7. Growth in the Hinterlands: Are Tier II and III Cities the Next Big Thing?"

Thanks to the availability of Finance, increasing income levels, social media, rapid urbanization, and improvement in infrastructure and connectivity, small towns of India are growing. The consumer behaviour in these cities and towns is evolving. Also, with the new bank account opening under the Pradhan Mantri Jan Dhan Yojana (PMJDY), the dependency on money lenders has been reduced and the Finance companies are venturing deeper into this market.

During the Pandemic, we have seen a surge in retail investors in the stock market with the opening of trading accounts with Zerodha. Now we see an expanding middle-class population in these small towns and cities eager to engage with premium brands. Hero MotorCorp and Honda Motorcycle are taking steps to make finance more accessible.  Cities like Hubali, Mohali, and Coimbatore witness new Malls like InOrbit and Phoenix setting Malls there.

Rural consumers may prioritize immediate gratification over long-term savings, diverting funds away from essential investments in education or health. This shift in spending habits can create a false sense of security, making communities vulnerable to economic fluctuations.

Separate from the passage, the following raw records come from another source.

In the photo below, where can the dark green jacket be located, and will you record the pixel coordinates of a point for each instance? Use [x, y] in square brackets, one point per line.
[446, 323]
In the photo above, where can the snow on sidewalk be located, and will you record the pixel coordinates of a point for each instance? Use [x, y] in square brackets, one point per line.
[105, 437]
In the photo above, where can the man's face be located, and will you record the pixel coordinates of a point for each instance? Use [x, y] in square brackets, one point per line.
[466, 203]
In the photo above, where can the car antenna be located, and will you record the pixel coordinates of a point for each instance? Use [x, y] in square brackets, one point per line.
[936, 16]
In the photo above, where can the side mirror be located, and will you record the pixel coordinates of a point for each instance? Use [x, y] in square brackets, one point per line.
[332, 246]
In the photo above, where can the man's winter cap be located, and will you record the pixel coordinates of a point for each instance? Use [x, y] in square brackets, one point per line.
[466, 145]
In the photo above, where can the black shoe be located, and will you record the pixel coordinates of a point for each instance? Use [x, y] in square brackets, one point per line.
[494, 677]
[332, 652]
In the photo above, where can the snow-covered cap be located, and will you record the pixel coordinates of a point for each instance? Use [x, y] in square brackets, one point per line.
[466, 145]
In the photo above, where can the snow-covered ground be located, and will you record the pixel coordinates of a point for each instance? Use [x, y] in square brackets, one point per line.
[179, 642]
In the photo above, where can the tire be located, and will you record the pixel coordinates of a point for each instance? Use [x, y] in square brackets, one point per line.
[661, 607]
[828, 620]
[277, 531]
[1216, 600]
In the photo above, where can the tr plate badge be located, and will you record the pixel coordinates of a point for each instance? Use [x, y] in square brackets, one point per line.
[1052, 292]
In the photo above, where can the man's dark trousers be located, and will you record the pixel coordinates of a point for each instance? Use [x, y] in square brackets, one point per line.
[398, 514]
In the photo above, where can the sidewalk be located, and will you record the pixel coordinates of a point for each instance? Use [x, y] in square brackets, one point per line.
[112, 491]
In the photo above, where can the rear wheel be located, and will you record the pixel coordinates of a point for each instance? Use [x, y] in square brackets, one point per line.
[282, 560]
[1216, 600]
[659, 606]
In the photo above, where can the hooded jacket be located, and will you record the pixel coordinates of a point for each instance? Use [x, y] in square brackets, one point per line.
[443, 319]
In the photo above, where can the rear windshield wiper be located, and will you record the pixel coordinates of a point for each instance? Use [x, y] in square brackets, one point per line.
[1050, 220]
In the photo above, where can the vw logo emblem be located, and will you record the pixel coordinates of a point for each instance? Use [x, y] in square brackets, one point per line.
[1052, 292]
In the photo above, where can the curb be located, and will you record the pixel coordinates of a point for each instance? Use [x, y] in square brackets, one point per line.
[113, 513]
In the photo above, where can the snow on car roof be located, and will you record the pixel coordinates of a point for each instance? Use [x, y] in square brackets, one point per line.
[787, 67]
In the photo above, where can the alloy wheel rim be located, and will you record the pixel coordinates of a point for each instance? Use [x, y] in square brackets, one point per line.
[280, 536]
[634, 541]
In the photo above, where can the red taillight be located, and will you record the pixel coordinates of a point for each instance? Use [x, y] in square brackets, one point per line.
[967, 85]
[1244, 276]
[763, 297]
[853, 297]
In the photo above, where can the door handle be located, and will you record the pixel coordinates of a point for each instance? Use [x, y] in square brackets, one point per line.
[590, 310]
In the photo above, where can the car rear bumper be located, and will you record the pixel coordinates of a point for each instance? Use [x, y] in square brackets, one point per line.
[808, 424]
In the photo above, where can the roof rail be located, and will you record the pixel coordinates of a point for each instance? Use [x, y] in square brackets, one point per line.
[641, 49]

If financial literacy doesn’t keep pace with access to credit, the very tools meant to empower can instead entrap rural populations in cycles of debt.
In summary, while access to finance can enhance livelihoods in rural India, it’s crucial to promote responsible borrowing, financial education, and sustainable spending habits to prevent potential pitfalls.

8. The Transparency Tug-of-War: Regulators and the UBO/SBO Challenge

Regulators like the Reserve Bank of India, the Ministry of Corporate Affairs, and SEBI demand disclosure by the entities on UBO or SBO that is Ultimate Beneficial Ownership or Significant Beneficial Ownership. This requires entities to peel off the layer behind the web of corporate structure to spot the real natural person at the peak who is taking the shot. The Anti Money Laundering Regulations, the Companies Act, and the Banking Regulations in the country require the entity to identify the last natural persons, behind every shareholder with a 10% or more equity stake in the investing entity.

Financial Action Task Force (FATF), a global body that fights money laundering and terror financing, identifies jurisdictions with weak measures to combat money laundering and terrorist financing (AML/CFT) in two FATF public documents that are issued three times a year. FATF places member countries in any of the four categories namely, ‘regular follow-up’, ‘enhanced follow-up’, ‘grey list’, and ‘black list’, regular follow-up being the top most category amongst the four. Only 5 countries in G20 including India have been placed in regular follow-up after the Mutual evaluation report. An Investor from a FATF grey list would not be allowed to hold 20% or more in a local finance entity. In addition to other Regulations, India has issued Press Note 3 which restricts investment in India from bordering nations, and the UBO details are required even if it holds less than 10%.

Across the Globe, differences in approach and documentation prevail in the identification of UBO or SBO. Several jurisdictions are less demanding and maintain the secrecy of such information and few have different thresholds and criteria for identification of UBO/ SBO. In case the foreign investor fails to give the disclosure, the Indian parties may be construed as non-compliant with Indian law.

Authorised Dealer Banks processing KYC for FDI transactions many times do not get granular data and hence they would hold a round of discussion before taking this up with Regulators.